At night, making soy cheese and onion quesadillas, Abe beams at him, saying, Renovation, honey. But Hannah squeezes Bit and whispers, I think your word is apt. Re-novelization. Reimagining our story. She touches under his chin with her soft fingers, his mother, and he laughs for the happiness of pleasing her.
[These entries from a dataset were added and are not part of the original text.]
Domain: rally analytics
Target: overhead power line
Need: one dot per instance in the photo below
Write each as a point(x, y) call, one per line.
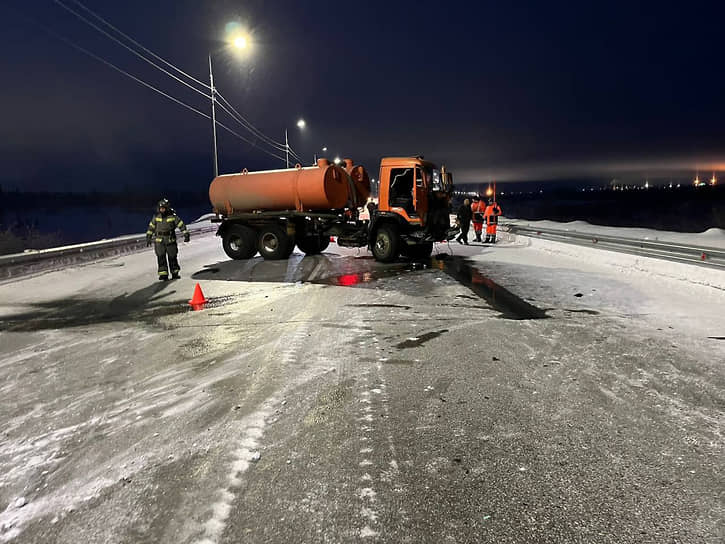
point(149, 86)
point(137, 44)
point(238, 117)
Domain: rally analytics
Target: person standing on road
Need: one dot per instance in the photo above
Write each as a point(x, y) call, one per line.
point(464, 221)
point(493, 210)
point(162, 231)
point(478, 207)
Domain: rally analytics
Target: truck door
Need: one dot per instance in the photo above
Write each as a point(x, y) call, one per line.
point(420, 192)
point(402, 189)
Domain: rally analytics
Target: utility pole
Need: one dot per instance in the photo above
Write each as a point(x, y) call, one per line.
point(286, 146)
point(213, 118)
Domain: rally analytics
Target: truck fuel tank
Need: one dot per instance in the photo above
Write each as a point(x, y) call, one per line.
point(322, 187)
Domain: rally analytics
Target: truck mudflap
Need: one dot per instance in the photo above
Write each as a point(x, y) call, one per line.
point(417, 237)
point(353, 239)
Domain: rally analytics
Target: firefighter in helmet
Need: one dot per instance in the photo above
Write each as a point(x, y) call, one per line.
point(162, 231)
point(493, 210)
point(478, 208)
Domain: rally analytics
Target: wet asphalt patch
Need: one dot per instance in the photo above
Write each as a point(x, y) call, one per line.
point(419, 340)
point(509, 305)
point(402, 307)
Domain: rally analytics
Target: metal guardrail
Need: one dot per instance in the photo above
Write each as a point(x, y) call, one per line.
point(691, 254)
point(43, 260)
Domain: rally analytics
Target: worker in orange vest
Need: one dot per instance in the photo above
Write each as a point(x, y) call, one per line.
point(493, 210)
point(478, 208)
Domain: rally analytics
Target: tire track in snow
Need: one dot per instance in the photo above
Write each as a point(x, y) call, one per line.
point(374, 394)
point(252, 431)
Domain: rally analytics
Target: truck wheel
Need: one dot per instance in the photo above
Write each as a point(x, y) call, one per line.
point(274, 243)
point(239, 242)
point(313, 245)
point(420, 251)
point(385, 247)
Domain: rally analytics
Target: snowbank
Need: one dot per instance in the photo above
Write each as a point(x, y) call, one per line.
point(625, 263)
point(710, 238)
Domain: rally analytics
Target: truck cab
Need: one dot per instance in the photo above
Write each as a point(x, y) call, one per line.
point(413, 209)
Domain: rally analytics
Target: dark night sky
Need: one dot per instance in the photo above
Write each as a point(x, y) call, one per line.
point(504, 90)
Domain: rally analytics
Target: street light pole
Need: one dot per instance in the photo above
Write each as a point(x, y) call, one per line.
point(286, 146)
point(213, 118)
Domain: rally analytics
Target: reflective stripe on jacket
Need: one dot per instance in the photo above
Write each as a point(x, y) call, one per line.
point(164, 226)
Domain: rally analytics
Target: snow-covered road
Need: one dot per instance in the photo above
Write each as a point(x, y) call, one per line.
point(334, 399)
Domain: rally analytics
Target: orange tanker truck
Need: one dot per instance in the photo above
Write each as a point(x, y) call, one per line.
point(272, 211)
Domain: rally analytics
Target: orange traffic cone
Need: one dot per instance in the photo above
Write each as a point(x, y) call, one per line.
point(197, 301)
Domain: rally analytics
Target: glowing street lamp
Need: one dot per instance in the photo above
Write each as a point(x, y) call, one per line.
point(300, 125)
point(238, 42)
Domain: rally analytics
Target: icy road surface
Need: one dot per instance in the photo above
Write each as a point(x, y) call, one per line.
point(519, 393)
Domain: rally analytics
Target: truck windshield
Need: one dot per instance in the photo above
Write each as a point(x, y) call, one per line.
point(434, 176)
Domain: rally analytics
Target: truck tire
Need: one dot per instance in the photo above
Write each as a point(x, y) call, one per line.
point(239, 242)
point(419, 252)
point(313, 245)
point(274, 243)
point(385, 245)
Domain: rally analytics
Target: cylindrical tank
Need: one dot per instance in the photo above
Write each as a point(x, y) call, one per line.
point(322, 187)
point(360, 179)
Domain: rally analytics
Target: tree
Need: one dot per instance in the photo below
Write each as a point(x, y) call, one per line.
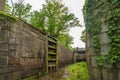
point(21, 10)
point(83, 37)
point(2, 5)
point(54, 18)
point(66, 40)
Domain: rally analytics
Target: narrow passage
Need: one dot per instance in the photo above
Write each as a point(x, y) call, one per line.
point(77, 71)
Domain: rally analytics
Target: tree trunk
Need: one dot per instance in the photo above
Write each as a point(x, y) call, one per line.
point(2, 5)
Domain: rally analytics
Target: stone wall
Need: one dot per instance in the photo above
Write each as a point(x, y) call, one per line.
point(23, 49)
point(97, 15)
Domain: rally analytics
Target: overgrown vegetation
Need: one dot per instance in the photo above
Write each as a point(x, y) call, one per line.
point(93, 27)
point(54, 18)
point(78, 71)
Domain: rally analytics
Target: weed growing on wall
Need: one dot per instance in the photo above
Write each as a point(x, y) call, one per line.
point(93, 26)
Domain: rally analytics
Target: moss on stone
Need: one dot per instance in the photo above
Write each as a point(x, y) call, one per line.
point(7, 17)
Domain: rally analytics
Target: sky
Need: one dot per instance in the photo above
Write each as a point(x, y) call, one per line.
point(75, 6)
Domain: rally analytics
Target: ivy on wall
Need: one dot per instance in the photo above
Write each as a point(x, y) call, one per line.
point(93, 27)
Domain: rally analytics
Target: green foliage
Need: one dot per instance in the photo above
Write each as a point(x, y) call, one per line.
point(93, 28)
point(30, 78)
point(66, 40)
point(21, 11)
point(6, 17)
point(78, 71)
point(83, 37)
point(55, 19)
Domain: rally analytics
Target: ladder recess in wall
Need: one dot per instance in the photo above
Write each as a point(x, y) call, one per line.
point(51, 56)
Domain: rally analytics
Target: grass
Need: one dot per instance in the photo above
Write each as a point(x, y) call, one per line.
point(78, 71)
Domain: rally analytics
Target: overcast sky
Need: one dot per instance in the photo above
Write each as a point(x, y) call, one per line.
point(75, 6)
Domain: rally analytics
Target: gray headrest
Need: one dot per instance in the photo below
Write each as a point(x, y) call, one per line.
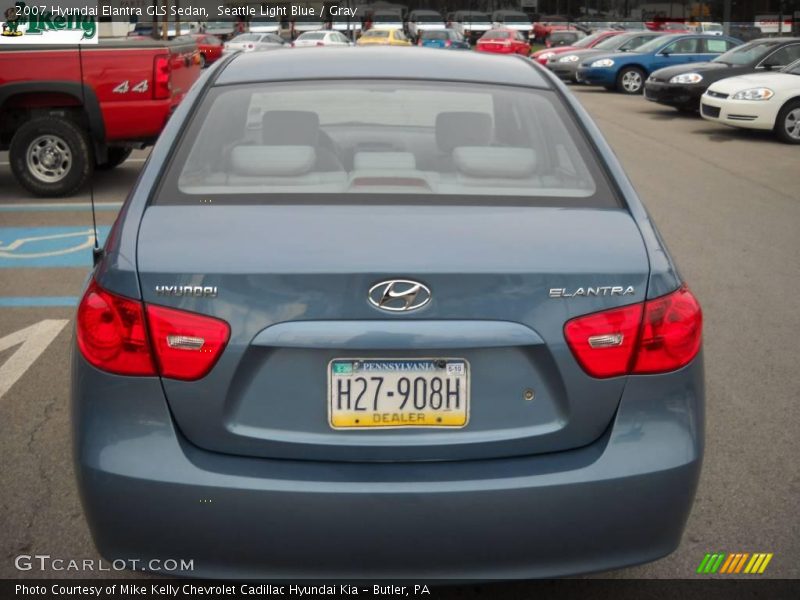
point(290, 127)
point(384, 160)
point(455, 129)
point(281, 161)
point(491, 162)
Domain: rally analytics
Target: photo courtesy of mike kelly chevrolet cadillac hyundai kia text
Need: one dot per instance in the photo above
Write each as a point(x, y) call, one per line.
point(399, 298)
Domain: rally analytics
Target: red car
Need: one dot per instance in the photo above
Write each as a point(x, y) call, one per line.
point(504, 41)
point(545, 26)
point(668, 26)
point(66, 112)
point(210, 47)
point(542, 56)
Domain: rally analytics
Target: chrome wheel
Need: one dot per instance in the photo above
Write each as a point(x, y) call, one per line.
point(791, 124)
point(632, 82)
point(49, 158)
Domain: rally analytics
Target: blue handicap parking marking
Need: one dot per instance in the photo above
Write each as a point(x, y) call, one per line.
point(48, 246)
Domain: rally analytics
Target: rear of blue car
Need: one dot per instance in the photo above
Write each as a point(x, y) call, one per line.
point(383, 322)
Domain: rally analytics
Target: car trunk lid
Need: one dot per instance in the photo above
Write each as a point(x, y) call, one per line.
point(293, 282)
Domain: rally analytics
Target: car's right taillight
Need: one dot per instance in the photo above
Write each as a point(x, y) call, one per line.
point(161, 78)
point(187, 345)
point(120, 335)
point(671, 335)
point(112, 334)
point(659, 335)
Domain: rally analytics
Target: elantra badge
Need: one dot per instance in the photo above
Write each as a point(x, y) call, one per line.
point(399, 295)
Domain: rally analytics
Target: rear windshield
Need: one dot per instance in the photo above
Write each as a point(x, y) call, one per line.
point(516, 19)
point(496, 34)
point(390, 18)
point(383, 141)
point(746, 54)
point(428, 19)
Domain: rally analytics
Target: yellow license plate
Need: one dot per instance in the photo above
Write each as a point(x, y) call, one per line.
point(392, 393)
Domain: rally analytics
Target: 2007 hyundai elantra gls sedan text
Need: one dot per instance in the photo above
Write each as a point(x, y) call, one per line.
point(382, 313)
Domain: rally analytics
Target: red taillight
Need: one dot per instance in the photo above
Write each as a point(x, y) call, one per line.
point(161, 78)
point(111, 333)
point(112, 336)
point(604, 342)
point(659, 335)
point(672, 330)
point(187, 344)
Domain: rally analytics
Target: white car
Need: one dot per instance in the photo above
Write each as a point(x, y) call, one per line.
point(767, 100)
point(321, 38)
point(471, 24)
point(350, 30)
point(250, 42)
point(221, 29)
point(387, 19)
point(710, 28)
point(512, 19)
point(424, 20)
point(265, 27)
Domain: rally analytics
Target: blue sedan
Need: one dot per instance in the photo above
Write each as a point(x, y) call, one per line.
point(627, 72)
point(442, 38)
point(392, 314)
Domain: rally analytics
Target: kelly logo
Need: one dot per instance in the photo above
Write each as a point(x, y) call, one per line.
point(734, 563)
point(38, 25)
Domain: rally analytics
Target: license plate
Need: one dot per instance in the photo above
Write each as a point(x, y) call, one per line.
point(393, 393)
It is morning. Hannah has put hot coffee into Abe’s thermos. She has made them scrambled yeggs, soft, fresh tofu yellowed with nutritional yeast. When Abe marches up the hill to fix Arcadia House, his toolbelt jingling, Hannah goes to work in the Bakery.

Bit is building a castle out of woodblocks with Leif and Cole when he sees Hannah trudge back across the Quad and go up into the Bread Truck. He waits all day, but she doesn’t come to get him. Twilight spreads over the windows. All around the Quad the cold air sounds with the voices and bootsteps of the menfolk and ladies who are coming home. The Family Quonsets are abuzz, the Pink Piper spills kids into the dusk, the scents of fried onions and tempeh rise from the Singleton Tent, the tinny wail of baby Felipe is answered by the echo of a smaller baby, Norah or Tzivi, startled awake. Doors open, doors slam, voices call out in the raggedy homecomings of Ersatz Arcadia. At last, he gets Sweetie to suit him up and walks home alone.

Hannah sits up from the bedclothes, stretches, and gives Bit a piggyback outside for a pee, hopping barefoot over the frozen ground. Inside the loo, it smells like wet muskrat, though it is warm out of the wind. Hannah curses when she eyes the wipe-nail, filled with glossy squares cut from a
Life
magazine. Glossy means sharp and cold against your crack, itching later.

When they come in, the damp chill of the Bread Truck seems somehow colder than the outdoors, and Regina is standing at the kitchen table, a loaf of bread before her. She turns and gives a small wave. Hey, she says.

Hey, Hannah says, setting Bit down. He runs to the bread and tears off a hunk to gnaw. Bit hid when Hannah didn’t pick him up for lunch, and hasn’t eaten since breakfast. He’s starved. Hannah crouches to start a fire in the white ashes of the woodstove, the pinecones a fragrant kindling.

So we missed you this afternoon in the Bakery, says Regina. I looked up to ask you to make the granola, and you were gone. She has flour in her black crown of braids and a smear of something shiny on her cheekbones. Her eyes are tiny and set deeply in her head, her eyebrows are crows’ wings.

I got sick, Hannah says. Her voice is taut, but when she touches the match to the kerosene lamp, her face looks normal in the glow. I didn’t want to get anyone else sick, so I thought I’d go home.

Oh. Uh-huh, says Regina. Okay. It’s just that what with the Arcadia House project, it’s just me and Ollie up at the Bakery when you do that. Which is okay on the days you tell me, but when we’re relying on you, it’s a real pinch.

Sorry, Hannah says. I’ll be there all day tomorrow.

Is this about what happened in the fall . . . begins Regina, but Hannah makes a shushing sound. Bit looks up to find Regina peering at him.

Really? Regina says. I mean, it’s not really our style to hide, you know? It’s a matter of life—

He’s so little still, Hannah says. We’ll tell him when it’s time. It’s our choice.

Handy says that kids don’t
belong
to individ—

My kid, says Hannah, more forcefully. I don’t care what Handy says. If you had one, you’d know.

The women turn away from one another and pick up things to examine: Hannah a match, Regina the coffee percolator. The air is rich with the silent adult language that Bit can never understand. All right, says Regina. She sets the percolator down with a bang. She picks Bit up, squints at him. Little Bit, make sure your momma pulls her weight, okay? she says. No slackers allowed in Arcadia.